Other academics were less sure the book had created a new field. In 2016 Fabio Parasecoli said he was "not sure if Wright's intention to open a whole new field of inquiry and scholarship will come to fruition, but she definitely offers many arguments that deserve attention and reflection." In 2018 Josh Milburn said he would if offered the opportunity teach a vegan studies course, but that he remained "unsure whether there truly is a literature sufficiently unified to be labelled a new discipline."

==Reception==
Public Books called positing a new academic field an "audacious gambit." Milburn said it "provocatively called for" a new academic field. Dolan, writing in the journal Interdisciplinary Studies in Literature and Environment, said Wright proposes "a new area she names 'vegan studies'" and calls her style "clear and personable." HuffPost said it "offers many arguments that deserve attention and reflection." University of Sunderland veganism and animal studies researcher Alex Lockwood said it "launched the new academic field of vegan studies." Alice Crary called it "groundbreaking." Quinn and Westwood called the book "the first major academic monograph" on veganism and the humanities and said it suggests how vegan scholars might situate themselves theoretically. Castricano and Simonsen called it "an important book" and "the first vegan studies monograph to be published by a university press."

==Impact==
In 2016 Renan Larue, author of Le végétarisme et ses ennemis (2014), began teaching a vegan studies course at the University of California, Santa Barbara. In May 2016 the conference Towards a Vegan Theory, with Wright keynoting, was held at the University of Oxford to discuss the place of vegan theory within the humanities.

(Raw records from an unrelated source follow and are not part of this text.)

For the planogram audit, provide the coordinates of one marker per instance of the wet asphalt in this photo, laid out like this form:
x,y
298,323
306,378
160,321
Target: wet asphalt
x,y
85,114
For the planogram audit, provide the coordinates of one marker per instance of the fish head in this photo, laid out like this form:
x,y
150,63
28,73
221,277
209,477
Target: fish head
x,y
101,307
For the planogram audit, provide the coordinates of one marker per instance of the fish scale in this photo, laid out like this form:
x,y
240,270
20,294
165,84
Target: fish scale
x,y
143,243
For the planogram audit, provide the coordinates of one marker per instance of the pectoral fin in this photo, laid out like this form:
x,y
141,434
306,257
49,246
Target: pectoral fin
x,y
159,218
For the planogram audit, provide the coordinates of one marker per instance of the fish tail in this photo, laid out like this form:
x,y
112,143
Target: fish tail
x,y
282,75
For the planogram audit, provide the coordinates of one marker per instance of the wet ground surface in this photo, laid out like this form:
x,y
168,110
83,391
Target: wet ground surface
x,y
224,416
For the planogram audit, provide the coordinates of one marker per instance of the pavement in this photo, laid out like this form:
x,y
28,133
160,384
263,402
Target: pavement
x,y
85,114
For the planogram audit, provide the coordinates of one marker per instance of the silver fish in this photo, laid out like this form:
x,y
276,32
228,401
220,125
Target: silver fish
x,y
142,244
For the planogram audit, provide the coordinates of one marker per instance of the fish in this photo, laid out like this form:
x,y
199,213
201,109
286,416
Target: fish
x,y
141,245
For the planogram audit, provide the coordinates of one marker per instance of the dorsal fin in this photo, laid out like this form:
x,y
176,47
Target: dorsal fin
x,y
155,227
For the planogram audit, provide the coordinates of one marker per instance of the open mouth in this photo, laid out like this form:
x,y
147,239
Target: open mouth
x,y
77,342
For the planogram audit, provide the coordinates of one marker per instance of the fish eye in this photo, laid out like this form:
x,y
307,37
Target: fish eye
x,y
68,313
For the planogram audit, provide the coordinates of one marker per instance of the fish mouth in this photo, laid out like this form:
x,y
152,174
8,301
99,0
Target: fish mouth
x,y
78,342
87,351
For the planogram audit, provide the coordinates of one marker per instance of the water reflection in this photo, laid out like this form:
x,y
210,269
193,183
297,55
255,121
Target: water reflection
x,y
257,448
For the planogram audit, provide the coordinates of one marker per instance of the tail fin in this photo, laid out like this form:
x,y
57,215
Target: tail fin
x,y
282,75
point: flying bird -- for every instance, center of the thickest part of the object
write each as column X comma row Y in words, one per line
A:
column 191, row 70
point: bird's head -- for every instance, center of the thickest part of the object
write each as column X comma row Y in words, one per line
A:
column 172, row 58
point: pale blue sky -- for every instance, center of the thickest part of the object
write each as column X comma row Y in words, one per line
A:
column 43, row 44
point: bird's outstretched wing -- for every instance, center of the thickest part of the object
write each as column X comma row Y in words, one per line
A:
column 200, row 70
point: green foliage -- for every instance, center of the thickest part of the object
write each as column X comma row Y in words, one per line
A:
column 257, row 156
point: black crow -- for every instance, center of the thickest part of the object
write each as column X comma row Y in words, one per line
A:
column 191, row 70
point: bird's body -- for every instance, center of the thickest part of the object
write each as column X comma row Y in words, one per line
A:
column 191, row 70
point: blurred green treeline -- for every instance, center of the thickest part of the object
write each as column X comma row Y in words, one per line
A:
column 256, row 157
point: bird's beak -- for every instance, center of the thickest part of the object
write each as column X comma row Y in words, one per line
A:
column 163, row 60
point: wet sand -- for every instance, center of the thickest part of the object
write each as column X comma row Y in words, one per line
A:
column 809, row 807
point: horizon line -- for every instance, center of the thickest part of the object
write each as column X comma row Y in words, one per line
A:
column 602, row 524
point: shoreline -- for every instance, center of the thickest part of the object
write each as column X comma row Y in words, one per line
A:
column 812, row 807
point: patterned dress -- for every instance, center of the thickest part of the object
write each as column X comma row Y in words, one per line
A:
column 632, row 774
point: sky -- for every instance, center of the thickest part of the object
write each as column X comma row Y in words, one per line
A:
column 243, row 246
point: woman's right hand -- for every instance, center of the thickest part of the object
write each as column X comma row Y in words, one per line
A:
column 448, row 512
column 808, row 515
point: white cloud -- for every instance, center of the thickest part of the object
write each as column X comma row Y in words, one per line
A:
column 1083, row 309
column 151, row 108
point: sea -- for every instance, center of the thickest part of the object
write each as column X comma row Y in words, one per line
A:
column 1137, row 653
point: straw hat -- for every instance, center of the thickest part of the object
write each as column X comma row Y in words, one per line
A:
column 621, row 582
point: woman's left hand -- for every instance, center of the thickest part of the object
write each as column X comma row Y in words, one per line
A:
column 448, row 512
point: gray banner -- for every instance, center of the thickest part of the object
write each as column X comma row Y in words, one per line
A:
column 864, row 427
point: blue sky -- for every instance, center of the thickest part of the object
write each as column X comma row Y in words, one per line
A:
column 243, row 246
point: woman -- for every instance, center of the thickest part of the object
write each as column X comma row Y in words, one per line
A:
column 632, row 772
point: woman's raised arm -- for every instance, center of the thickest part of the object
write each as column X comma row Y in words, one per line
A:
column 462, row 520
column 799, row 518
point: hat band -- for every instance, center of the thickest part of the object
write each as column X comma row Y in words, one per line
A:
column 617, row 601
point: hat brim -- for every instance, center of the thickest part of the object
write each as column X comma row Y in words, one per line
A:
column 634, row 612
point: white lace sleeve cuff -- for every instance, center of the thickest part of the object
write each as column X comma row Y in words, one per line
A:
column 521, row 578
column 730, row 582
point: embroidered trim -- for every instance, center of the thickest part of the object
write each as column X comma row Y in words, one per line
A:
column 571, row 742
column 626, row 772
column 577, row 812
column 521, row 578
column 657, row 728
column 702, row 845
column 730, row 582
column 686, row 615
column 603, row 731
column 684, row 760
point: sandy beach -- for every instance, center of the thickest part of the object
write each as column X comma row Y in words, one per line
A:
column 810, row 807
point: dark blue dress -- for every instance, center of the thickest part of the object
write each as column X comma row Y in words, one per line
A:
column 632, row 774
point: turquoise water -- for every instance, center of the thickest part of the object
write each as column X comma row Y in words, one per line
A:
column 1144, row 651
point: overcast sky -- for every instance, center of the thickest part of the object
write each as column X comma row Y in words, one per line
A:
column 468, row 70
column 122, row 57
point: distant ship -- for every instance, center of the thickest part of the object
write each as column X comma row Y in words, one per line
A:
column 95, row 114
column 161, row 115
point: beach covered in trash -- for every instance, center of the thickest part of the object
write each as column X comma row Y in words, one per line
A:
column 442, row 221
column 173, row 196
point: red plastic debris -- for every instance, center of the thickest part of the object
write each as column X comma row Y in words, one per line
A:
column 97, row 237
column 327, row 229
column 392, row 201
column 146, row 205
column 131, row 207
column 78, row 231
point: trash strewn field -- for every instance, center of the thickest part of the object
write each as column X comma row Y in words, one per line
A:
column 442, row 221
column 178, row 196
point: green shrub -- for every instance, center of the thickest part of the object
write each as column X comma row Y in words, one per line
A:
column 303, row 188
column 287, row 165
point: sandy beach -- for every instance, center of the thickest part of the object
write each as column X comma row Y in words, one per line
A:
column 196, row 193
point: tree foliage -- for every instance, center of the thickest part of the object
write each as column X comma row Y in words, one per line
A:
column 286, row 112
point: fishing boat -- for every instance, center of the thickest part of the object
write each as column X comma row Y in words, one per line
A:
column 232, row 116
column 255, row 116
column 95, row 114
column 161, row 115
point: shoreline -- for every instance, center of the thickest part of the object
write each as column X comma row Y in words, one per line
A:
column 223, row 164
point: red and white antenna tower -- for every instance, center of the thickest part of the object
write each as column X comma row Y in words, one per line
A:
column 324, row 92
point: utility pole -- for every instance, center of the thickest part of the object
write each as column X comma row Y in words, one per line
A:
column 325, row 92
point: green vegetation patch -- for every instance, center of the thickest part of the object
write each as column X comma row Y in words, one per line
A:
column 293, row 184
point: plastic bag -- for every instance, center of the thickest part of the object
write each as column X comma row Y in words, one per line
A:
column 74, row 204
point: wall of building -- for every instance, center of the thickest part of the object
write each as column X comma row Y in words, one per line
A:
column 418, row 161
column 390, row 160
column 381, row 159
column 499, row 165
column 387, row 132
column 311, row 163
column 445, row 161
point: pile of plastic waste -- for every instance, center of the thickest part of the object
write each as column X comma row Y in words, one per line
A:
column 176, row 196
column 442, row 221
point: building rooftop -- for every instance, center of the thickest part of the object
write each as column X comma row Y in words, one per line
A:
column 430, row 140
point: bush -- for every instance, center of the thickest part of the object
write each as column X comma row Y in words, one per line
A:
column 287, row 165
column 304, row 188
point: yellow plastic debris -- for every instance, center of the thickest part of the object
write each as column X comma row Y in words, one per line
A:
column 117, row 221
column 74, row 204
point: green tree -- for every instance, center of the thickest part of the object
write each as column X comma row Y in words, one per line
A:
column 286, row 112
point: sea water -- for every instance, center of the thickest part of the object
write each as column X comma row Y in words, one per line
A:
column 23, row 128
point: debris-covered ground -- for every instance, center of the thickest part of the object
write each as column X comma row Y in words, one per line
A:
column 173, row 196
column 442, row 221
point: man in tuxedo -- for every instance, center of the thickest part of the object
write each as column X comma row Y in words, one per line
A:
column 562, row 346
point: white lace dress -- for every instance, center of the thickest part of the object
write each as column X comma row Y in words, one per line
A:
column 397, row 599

In 2016 the collection Critical Perspectives on Veganism was published, with editors Casatricano and Simonsen introducing it as a vegan studies text. In 2017 Peter Adkins placed "Ulysses in dialogue with recent writings on...the emergence of what is being termed 'vegan studies' to suggest a vegetarian reading of Joyce’s novel," citing the book. Wright has since edited two collections, Through a Vegan Studies Lens: Textual Ethics and Lived Activism, (2019) and The Routledge Handbook of Vegan Studies (2021).

Appalachian State University offered a fall 2019 Honors Seminar, What is Vegan Studies? Exploring an Emerging Field, saying that with the book's publication "a powerful transdisciplinary field has emerged which is in turn influencing work across the disciplines" and called the book and Wright's more recent works the field's "founding texts".